The authors specifically explored how text and visual data mutually reinforce each other within the UNIMO model framework:

  • Impact of Text: Adding Context to Visuals

    Contribution

    Through ablation studies, when removing the text learning process from UNIMO (see Table 3), a significant drop in performance on multi-modal understanding and generation tasks was observed. This not only highlights the reinforcing effect of knowledge from text corpora on cross-modal learning but also underscores the crucial role of text in constructing the model's semantic understanding and generation capabilities. Text knowledge, especially when it comes to providing more contextual information to enhance visual language tasks, demonstrates its indispensable value.

  • Contribution of Visuals: Enriching and Enhancing Language Representations

    Impact of Text and Visuals

    Conversely, visual knowledge also has a profound impact on language learning. When images and image-text pairs were removed from the pretraining dataset (see Table 4), the model's performance in most language understanding tasks and all language generation tasks significantly decreased. These findings strongly suggest that visual data not only enriches the model's language representations but also enables it to learn more generalized representations in a unified semantic space, thereby enhancing language task performance.

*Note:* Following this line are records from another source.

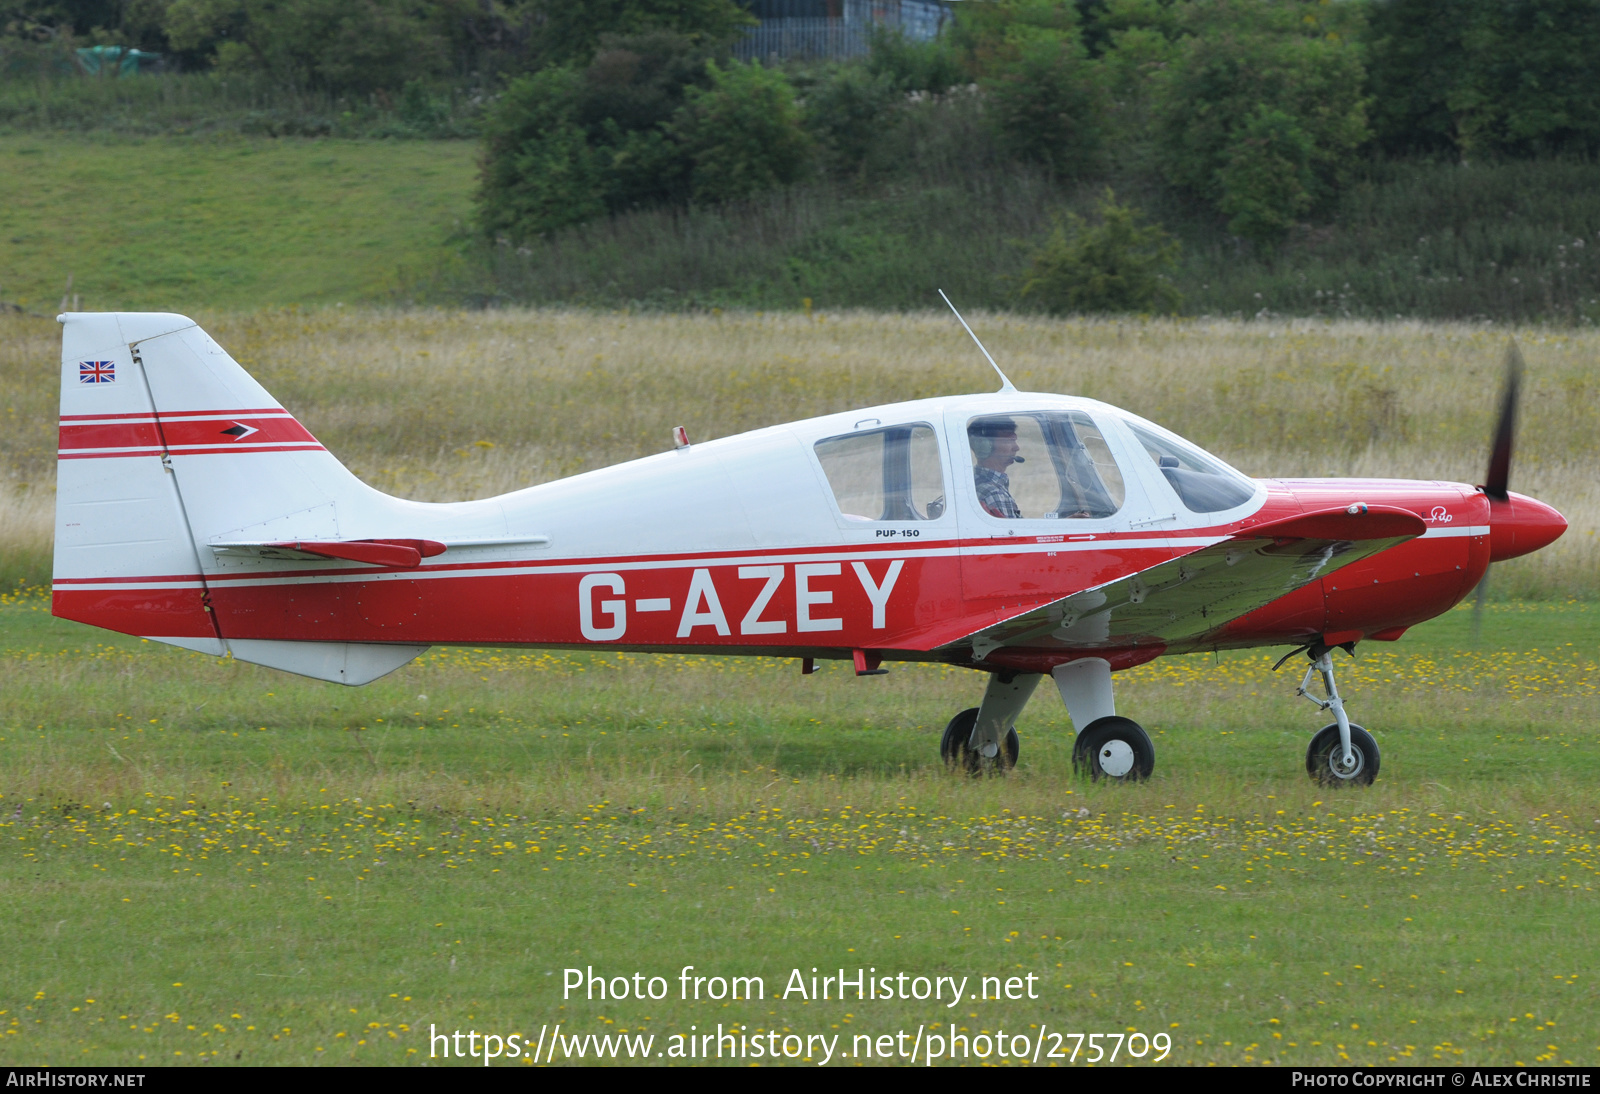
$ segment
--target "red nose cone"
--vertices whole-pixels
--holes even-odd
[[[1504,562],[1554,543],[1567,519],[1542,501],[1510,493],[1489,503],[1489,561]]]

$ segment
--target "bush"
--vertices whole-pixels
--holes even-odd
[[[692,51],[682,36],[611,39],[581,71],[513,81],[484,119],[483,229],[520,242],[607,212],[730,201],[799,179],[813,146],[788,80]]]
[[[812,150],[794,88],[776,69],[709,63],[673,122],[692,168],[694,200],[723,202],[798,181]]]
[[[607,37],[581,70],[513,81],[484,121],[483,228],[521,241],[687,201],[693,165],[670,123],[696,82],[710,85],[704,52],[670,31]]]
[[[1183,297],[1169,276],[1177,240],[1159,225],[1141,226],[1109,189],[1096,212],[1100,223],[1092,227],[1071,213],[1056,218],[1019,295],[1056,313],[1177,311]]]
[[[890,29],[873,32],[867,71],[887,80],[897,91],[933,95],[943,95],[969,79],[948,37],[916,42]]]
[[[706,50],[674,31],[611,37],[584,69],[578,122],[603,164],[612,212],[689,198],[691,164],[670,134],[690,87],[708,87]]]
[[[893,125],[895,107],[903,98],[887,75],[862,65],[842,65],[806,96],[806,128],[832,170],[854,175]]]
[[[581,88],[572,69],[543,69],[485,116],[478,217],[489,235],[520,240],[605,212],[601,162],[578,124]]]
[[[174,0],[174,49],[215,51],[224,71],[367,94],[442,73],[445,9],[425,0]]]

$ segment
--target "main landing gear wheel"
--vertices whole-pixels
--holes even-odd
[[[981,775],[985,771],[1007,771],[1017,766],[1017,753],[1022,744],[1017,739],[1016,727],[1013,726],[1006,733],[1005,747],[999,754],[985,759],[969,743],[972,740],[972,727],[977,724],[977,707],[963,710],[950,719],[950,724],[944,727],[944,739],[939,742],[939,755],[944,757],[945,766],[960,768],[971,775]]]
[[[1323,786],[1371,786],[1378,777],[1378,742],[1372,734],[1350,723],[1349,766],[1339,745],[1339,723],[1325,725],[1306,749],[1306,772]]]
[[[1072,766],[1091,779],[1143,782],[1156,767],[1156,746],[1138,722],[1115,714],[1096,718],[1078,734]]]

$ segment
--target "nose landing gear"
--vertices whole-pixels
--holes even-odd
[[[1353,642],[1341,648],[1352,655],[1355,653]],[[1311,738],[1311,746],[1306,749],[1306,772],[1324,786],[1371,786],[1372,780],[1378,777],[1378,742],[1345,716],[1344,700],[1339,698],[1339,688],[1333,680],[1333,650],[1334,647],[1321,642],[1305,647],[1311,665],[1295,689],[1296,695],[1305,696],[1318,710],[1333,711],[1334,717],[1332,724],[1323,726]],[[1299,652],[1294,650],[1285,655],[1278,665]],[[1326,698],[1319,699],[1310,692],[1311,679],[1318,675],[1322,677]]]

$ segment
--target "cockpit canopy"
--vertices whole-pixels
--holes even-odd
[[[971,416],[906,404],[927,417],[908,414],[887,425],[893,418],[867,419],[858,426],[870,428],[824,437],[813,451],[847,521],[939,520],[950,508],[947,468],[956,490],[1001,520],[1114,517],[1128,500],[1130,478],[1140,479],[1135,464],[1144,458],[1194,514],[1235,509],[1256,494],[1251,479],[1142,418],[1098,403],[1079,409],[1062,406],[1069,401],[1061,398],[1040,402],[1038,409]],[[1147,472],[1141,481],[1140,497],[1157,489]],[[1149,502],[1171,511],[1170,502],[1154,496]]]

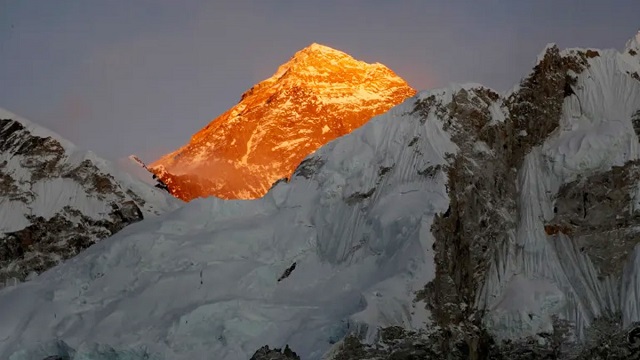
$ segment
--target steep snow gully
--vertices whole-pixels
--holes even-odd
[[[640,248],[604,276],[574,236],[586,227],[550,224],[564,184],[640,158],[633,46],[550,46],[509,94],[421,92],[262,199],[199,199],[131,225],[0,290],[0,358],[230,360],[288,344],[320,359],[389,326],[541,342],[561,319],[578,343],[610,314],[629,327]],[[640,184],[627,185],[637,203]],[[481,358],[466,334],[445,342]]]

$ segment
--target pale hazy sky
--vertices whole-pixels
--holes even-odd
[[[417,89],[524,76],[545,44],[621,49],[640,0],[0,0],[0,107],[155,160],[318,42]]]

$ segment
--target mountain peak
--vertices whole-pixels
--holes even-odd
[[[322,44],[318,44],[318,43],[315,43],[315,42],[311,43],[311,45],[305,47],[304,49],[302,49],[300,51],[313,52],[313,53],[340,53],[340,54],[345,54],[344,52],[342,52],[340,50],[336,50],[336,49],[334,49],[332,47],[329,47],[329,46],[326,46],[326,45],[322,45]]]
[[[297,51],[291,59],[295,60],[301,57],[313,57],[313,58],[346,57],[346,58],[352,59],[353,61],[357,61],[356,59],[351,57],[351,55],[345,53],[344,51],[340,51],[332,47],[318,44],[318,43],[312,43],[311,45]]]
[[[368,64],[359,61],[351,55],[331,48],[326,45],[312,43],[311,45],[298,50],[286,63],[282,64],[278,71],[270,79],[280,79],[287,73],[318,75],[318,70],[322,73],[342,73],[353,68],[378,67],[381,64]]]
[[[322,84],[343,82],[353,86],[357,82],[380,81],[384,78],[400,80],[409,86],[381,63],[367,63],[355,59],[343,51],[312,43],[297,51],[289,61],[280,65],[272,77],[257,86],[276,81],[288,81],[295,86],[303,86],[314,92],[322,92]]]
[[[261,197],[308,154],[414,94],[384,65],[313,43],[150,169],[183,200]]]

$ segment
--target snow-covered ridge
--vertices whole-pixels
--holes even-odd
[[[114,164],[0,110],[0,283],[178,206]],[[150,176],[149,176],[150,177]]]
[[[448,203],[438,169],[456,146],[413,107],[319,149],[262,199],[195,200],[4,289],[0,357],[55,337],[73,348],[144,344],[176,360],[247,359],[289,343],[319,359],[355,328],[423,326],[413,293],[434,275],[429,228]],[[9,311],[45,284],[52,296],[21,305],[39,314]]]
[[[76,146],[72,142],[65,139],[58,133],[51,131],[43,126],[34,124],[31,121],[23,117],[20,117],[10,111],[7,111],[3,108],[0,108],[0,119],[11,119],[19,122],[22,126],[25,127],[26,131],[28,131],[34,136],[39,136],[42,138],[50,137],[50,138],[56,139],[63,148],[67,149],[67,151],[74,152],[77,150]]]

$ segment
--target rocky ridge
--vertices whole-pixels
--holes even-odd
[[[0,285],[24,281],[177,206],[91,153],[0,113]]]

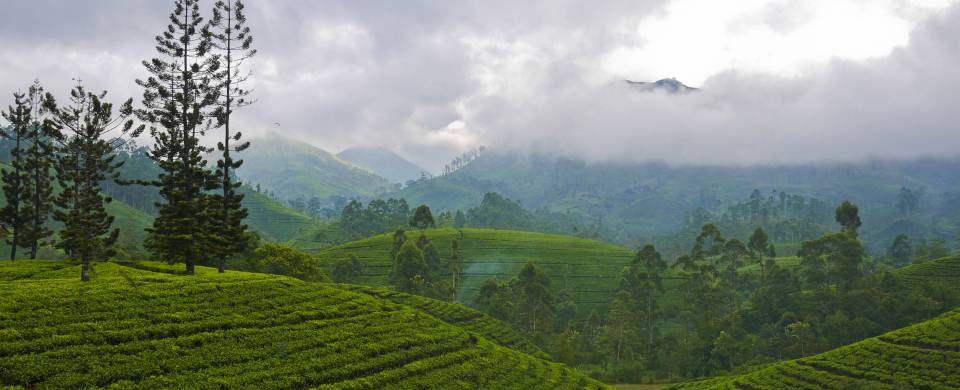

    The interplay and complementarity of text and visual information in multi-modal learning open a new research perspective and reveal potential future development directions. According to this study's findings, they form a "win-win" situation in the unified semantic space, enhancing overall learning outcomes through their respective contributions. Text data provides context and semantic frameworks for visual elements, while visual data injects vivid concrete content and more real-world scene information into language representations.

tip

In this paper, the authors first proposed using CMCL to align the semantic space for multi-modal learning. They then suggested considering "multi-granularity semantic alignment" and thus proposed rewriting and data augmentation. However, there are no corresponding discussion sections or ablation studies for these approaches. We are curious about the exact contribution values of these methods.

Conclusion

In previous discussions, "multi-granularity semantic alignment" is undoubtedly a key concept, especially when exploring how text and visual information are aligned and interact at different semantic levels. Why, then, is such an ostensibly critical feature lacking specific analysis and validation in the experimental section? Does this imply that in the practical application of UNIMO, the role of "multi-granularity semantic alignment" was not fully realized, or its effect was not as significant as expected?

For example, we could have used ablation studies to observe how the model's performance in various cross-modal tasks changes when fine-grained semantic alignment is no longer performed. This would not only validate the practical role of "multi-granularity semantic alignment" in the model but also provide more insights and directions for our future research. For instance, do we need more refined semantic alignment strategies in specific tasks or scenarios? Or, in some cases, can the model still achieve acceptable performance without fine-grained semantic alignment?

These potential questions and challenges need further exploration and validation in future research. We hope this issue can inspire deeper thinking and investigation into multi-modal learning, especially the concept of "multi-granularity semantic alignment," thus advancing further development and innovation in this field.